The NFA, for its part, told the COA that its policy of buying high, selling low and storing long—which is causing the rice trading agency to operate at a loss—was part of its social mandate to help farmers and ensure the country’s security and stability in its staple food.

The NFA said that aside from its losses from trading, it was losing money due to the interest costs stemming from insufficient subsidy from the government.

The NFA was allowed to borrow from financial institutions so that it could sustain its programs and ensure a buffer stock, the rice trading agency added.

The NFA also said it had regularly asked the government’s economic managers to increase the selling price of rice in order to reduce its loss or at least allow it to break even. However, its requests have been turned down.

Spillage

The COA said that in 2009, the NFA lost 7.79 million kilos of rice due to short-landing spillage in unloading and transfer of stocks from one warehouse to another. The book value of the lost rice was placed at P225.51 million.

The losses were reported in eight regional offices, and the bulk of the loss was reported in Metro Manila.

Metro Manila lost 4.045 million net kilos worth P124.587 million.
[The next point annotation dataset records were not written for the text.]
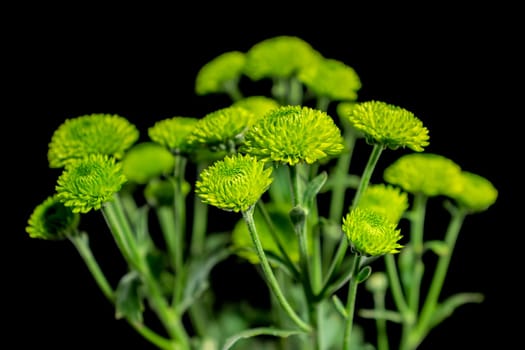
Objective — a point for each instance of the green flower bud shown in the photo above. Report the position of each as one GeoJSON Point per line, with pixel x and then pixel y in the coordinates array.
{"type": "Point", "coordinates": [91, 134]}
{"type": "Point", "coordinates": [234, 183]}
{"type": "Point", "coordinates": [389, 125]}
{"type": "Point", "coordinates": [221, 128]}
{"type": "Point", "coordinates": [87, 183]}
{"type": "Point", "coordinates": [477, 192]}
{"type": "Point", "coordinates": [386, 200]}
{"type": "Point", "coordinates": [145, 161]}
{"type": "Point", "coordinates": [370, 233]}
{"type": "Point", "coordinates": [332, 79]}
{"type": "Point", "coordinates": [52, 220]}
{"type": "Point", "coordinates": [279, 57]}
{"type": "Point", "coordinates": [293, 134]}
{"type": "Point", "coordinates": [173, 133]}
{"type": "Point", "coordinates": [427, 173]}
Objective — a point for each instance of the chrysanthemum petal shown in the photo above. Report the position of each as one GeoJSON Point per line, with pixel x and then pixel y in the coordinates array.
{"type": "Point", "coordinates": [234, 183]}
{"type": "Point", "coordinates": [89, 134]}
{"type": "Point", "coordinates": [294, 134]}
{"type": "Point", "coordinates": [85, 184]}
{"type": "Point", "coordinates": [389, 125]}
{"type": "Point", "coordinates": [370, 233]}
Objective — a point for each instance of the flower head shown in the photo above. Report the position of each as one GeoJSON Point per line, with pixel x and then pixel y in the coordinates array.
{"type": "Point", "coordinates": [234, 183]}
{"type": "Point", "coordinates": [52, 220]}
{"type": "Point", "coordinates": [370, 233]}
{"type": "Point", "coordinates": [477, 192]}
{"type": "Point", "coordinates": [173, 133]}
{"type": "Point", "coordinates": [258, 105]}
{"type": "Point", "coordinates": [427, 173]}
{"type": "Point", "coordinates": [145, 161]}
{"type": "Point", "coordinates": [217, 73]}
{"type": "Point", "coordinates": [389, 125]}
{"type": "Point", "coordinates": [221, 128]}
{"type": "Point", "coordinates": [331, 78]}
{"type": "Point", "coordinates": [279, 57]}
{"type": "Point", "coordinates": [294, 134]}
{"type": "Point", "coordinates": [87, 183]}
{"type": "Point", "coordinates": [89, 134]}
{"type": "Point", "coordinates": [386, 200]}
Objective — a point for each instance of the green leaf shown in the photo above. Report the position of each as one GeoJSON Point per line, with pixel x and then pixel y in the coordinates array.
{"type": "Point", "coordinates": [128, 302]}
{"type": "Point", "coordinates": [254, 332]}
{"type": "Point", "coordinates": [199, 271]}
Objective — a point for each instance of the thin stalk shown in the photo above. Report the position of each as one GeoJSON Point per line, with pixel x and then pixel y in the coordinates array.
{"type": "Point", "coordinates": [122, 230]}
{"type": "Point", "coordinates": [438, 279]}
{"type": "Point", "coordinates": [268, 273]}
{"type": "Point", "coordinates": [200, 220]}
{"type": "Point", "coordinates": [395, 285]}
{"type": "Point", "coordinates": [350, 305]}
{"type": "Point", "coordinates": [413, 289]}
{"type": "Point", "coordinates": [81, 243]}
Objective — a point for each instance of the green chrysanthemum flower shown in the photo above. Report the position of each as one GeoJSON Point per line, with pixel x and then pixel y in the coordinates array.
{"type": "Point", "coordinates": [258, 105]}
{"type": "Point", "coordinates": [427, 173]}
{"type": "Point", "coordinates": [294, 134]}
{"type": "Point", "coordinates": [386, 200]}
{"type": "Point", "coordinates": [52, 220]}
{"type": "Point", "coordinates": [89, 134]}
{"type": "Point", "coordinates": [145, 161]}
{"type": "Point", "coordinates": [234, 183]}
{"type": "Point", "coordinates": [87, 183]}
{"type": "Point", "coordinates": [279, 57]}
{"type": "Point", "coordinates": [224, 69]}
{"type": "Point", "coordinates": [221, 128]}
{"type": "Point", "coordinates": [370, 233]}
{"type": "Point", "coordinates": [173, 133]}
{"type": "Point", "coordinates": [477, 192]}
{"type": "Point", "coordinates": [389, 125]}
{"type": "Point", "coordinates": [331, 78]}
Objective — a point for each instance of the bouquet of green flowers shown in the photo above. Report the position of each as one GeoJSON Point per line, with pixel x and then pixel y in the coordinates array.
{"type": "Point", "coordinates": [312, 226]}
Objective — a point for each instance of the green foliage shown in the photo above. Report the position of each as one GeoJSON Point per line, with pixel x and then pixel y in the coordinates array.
{"type": "Point", "coordinates": [308, 223]}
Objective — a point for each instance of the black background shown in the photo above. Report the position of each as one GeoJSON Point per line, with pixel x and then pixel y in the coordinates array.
{"type": "Point", "coordinates": [454, 69]}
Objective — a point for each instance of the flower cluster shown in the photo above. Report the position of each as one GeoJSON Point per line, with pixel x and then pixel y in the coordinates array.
{"type": "Point", "coordinates": [284, 163]}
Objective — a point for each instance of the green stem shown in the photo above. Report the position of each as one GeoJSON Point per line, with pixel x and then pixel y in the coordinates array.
{"type": "Point", "coordinates": [395, 285]}
{"type": "Point", "coordinates": [122, 231]}
{"type": "Point", "coordinates": [363, 184]}
{"type": "Point", "coordinates": [295, 91]}
{"type": "Point", "coordinates": [177, 240]}
{"type": "Point", "coordinates": [367, 173]}
{"type": "Point", "coordinates": [413, 287]}
{"type": "Point", "coordinates": [382, 336]}
{"type": "Point", "coordinates": [267, 270]}
{"type": "Point", "coordinates": [350, 304]}
{"type": "Point", "coordinates": [200, 220]}
{"type": "Point", "coordinates": [438, 279]}
{"type": "Point", "coordinates": [81, 243]}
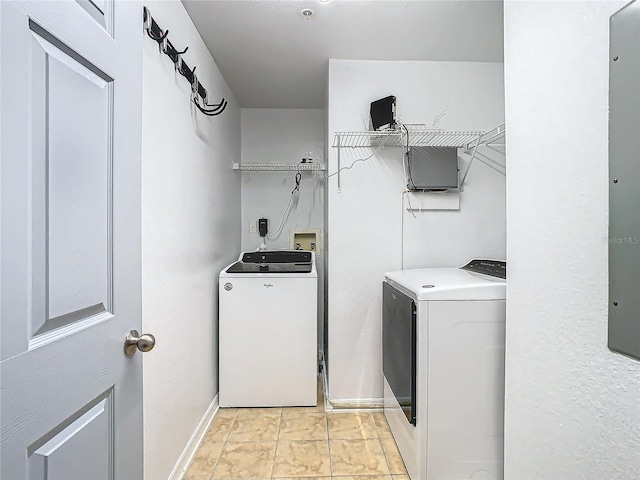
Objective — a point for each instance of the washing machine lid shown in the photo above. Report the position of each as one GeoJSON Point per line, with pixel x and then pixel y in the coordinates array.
{"type": "Point", "coordinates": [448, 284]}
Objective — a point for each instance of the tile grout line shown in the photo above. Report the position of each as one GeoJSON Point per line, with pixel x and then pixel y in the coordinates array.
{"type": "Point", "coordinates": [275, 449]}
{"type": "Point", "coordinates": [224, 444]}
{"type": "Point", "coordinates": [326, 421]}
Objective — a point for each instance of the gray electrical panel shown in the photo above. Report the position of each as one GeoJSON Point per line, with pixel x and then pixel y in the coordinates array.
{"type": "Point", "coordinates": [432, 168]}
{"type": "Point", "coordinates": [624, 181]}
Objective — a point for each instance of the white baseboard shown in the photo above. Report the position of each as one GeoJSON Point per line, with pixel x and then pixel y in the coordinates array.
{"type": "Point", "coordinates": [191, 449]}
{"type": "Point", "coordinates": [340, 404]}
{"type": "Point", "coordinates": [354, 403]}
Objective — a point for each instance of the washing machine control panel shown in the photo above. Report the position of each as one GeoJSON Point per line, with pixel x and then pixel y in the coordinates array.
{"type": "Point", "coordinates": [494, 268]}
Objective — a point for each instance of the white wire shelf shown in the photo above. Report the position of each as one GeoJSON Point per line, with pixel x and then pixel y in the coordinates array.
{"type": "Point", "coordinates": [279, 167]}
{"type": "Point", "coordinates": [495, 136]}
{"type": "Point", "coordinates": [419, 136]}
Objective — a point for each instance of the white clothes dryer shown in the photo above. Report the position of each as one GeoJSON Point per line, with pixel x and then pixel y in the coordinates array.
{"type": "Point", "coordinates": [268, 330]}
{"type": "Point", "coordinates": [443, 365]}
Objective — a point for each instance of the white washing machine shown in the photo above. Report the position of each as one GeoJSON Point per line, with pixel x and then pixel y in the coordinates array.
{"type": "Point", "coordinates": [443, 365]}
{"type": "Point", "coordinates": [268, 330]}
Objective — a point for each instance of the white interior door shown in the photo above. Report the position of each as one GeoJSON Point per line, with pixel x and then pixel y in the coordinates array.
{"type": "Point", "coordinates": [70, 92]}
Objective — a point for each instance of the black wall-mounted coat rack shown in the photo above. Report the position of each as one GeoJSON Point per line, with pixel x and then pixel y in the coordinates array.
{"type": "Point", "coordinates": [199, 94]}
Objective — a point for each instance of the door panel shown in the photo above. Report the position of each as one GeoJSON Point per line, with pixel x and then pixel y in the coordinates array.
{"type": "Point", "coordinates": [70, 400]}
{"type": "Point", "coordinates": [57, 459]}
{"type": "Point", "coordinates": [71, 129]}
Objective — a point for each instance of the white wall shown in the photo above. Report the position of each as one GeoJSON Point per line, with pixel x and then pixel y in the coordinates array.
{"type": "Point", "coordinates": [191, 229]}
{"type": "Point", "coordinates": [572, 406]}
{"type": "Point", "coordinates": [283, 136]}
{"type": "Point", "coordinates": [365, 219]}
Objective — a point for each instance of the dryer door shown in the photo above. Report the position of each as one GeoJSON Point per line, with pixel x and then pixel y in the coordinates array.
{"type": "Point", "coordinates": [399, 347]}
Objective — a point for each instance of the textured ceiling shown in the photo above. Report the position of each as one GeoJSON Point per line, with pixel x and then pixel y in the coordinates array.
{"type": "Point", "coordinates": [272, 57]}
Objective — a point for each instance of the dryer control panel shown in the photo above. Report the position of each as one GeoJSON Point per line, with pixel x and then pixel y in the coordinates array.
{"type": "Point", "coordinates": [494, 268]}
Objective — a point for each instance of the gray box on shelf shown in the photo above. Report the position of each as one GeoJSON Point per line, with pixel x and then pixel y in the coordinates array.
{"type": "Point", "coordinates": [432, 168]}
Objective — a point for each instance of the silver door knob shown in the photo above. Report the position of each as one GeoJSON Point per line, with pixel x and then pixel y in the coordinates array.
{"type": "Point", "coordinates": [134, 340]}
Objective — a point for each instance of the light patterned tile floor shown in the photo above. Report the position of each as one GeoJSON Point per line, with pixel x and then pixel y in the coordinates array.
{"type": "Point", "coordinates": [301, 443]}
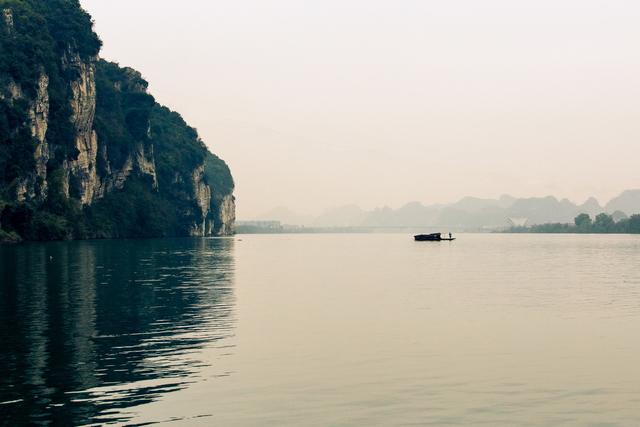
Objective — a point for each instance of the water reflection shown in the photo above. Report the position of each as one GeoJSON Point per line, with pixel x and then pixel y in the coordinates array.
{"type": "Point", "coordinates": [90, 328]}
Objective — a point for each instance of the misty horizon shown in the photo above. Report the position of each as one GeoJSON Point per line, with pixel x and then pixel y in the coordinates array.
{"type": "Point", "coordinates": [602, 203]}
{"type": "Point", "coordinates": [325, 104]}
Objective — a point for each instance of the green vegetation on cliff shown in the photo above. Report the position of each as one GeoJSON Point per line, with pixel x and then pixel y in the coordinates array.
{"type": "Point", "coordinates": [113, 163]}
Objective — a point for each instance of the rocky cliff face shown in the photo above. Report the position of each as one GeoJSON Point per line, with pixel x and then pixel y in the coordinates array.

This was followed by Region 5 which lost 1.65 million kilos worth P44.031 million.

Region 7 lost 1.086 million kilos worth P30.067 million; Region 11, 745,762 kilos worth P19.649 million; Region 4, 126,856 kilos worth P3.766 million; Region 9, 112,181 kilos worth P2.953 million; Region 2, 10,543 kilos worth P75,352; and the Caraga region, 12,319 kilos worth P379,488.

The COA also noted that the NFA could not recover the losses from rice suppliers because, based on the purchase contract, the bill of lading weight, the quality and condition of rice stocks and polypropylene bags and packing should be final at the port of loading as inspected and certified by the buyer’s load port surveyor.

Claims against ships

The audit agency said the NFA should think of other remedies that would help it recover losses, such as amending the repurchase contract. The rice agency should also file claims against the owner of the ships.

The NFA, for its part, said that its Metro Manila office had already filed a letter of protest to seek the settlement of short-landed deliveries from the local shipping agents of the supplier.

It also said that it had begun a move to revise the contract in which the quantity, weight and quality would be considered final at the destination, and to blacklist ship owners who failed to deliver a big portion of the shipment.

But the NFA said that it would have to shell out more money for hiring a surveyor at the loadport and at the disport.

It said that when there were short-landed deliveries and losses that were beyond the 0.28 percent tolerable allowance while in transit, these were automatically deducted from the freight claims of the trucking contractor.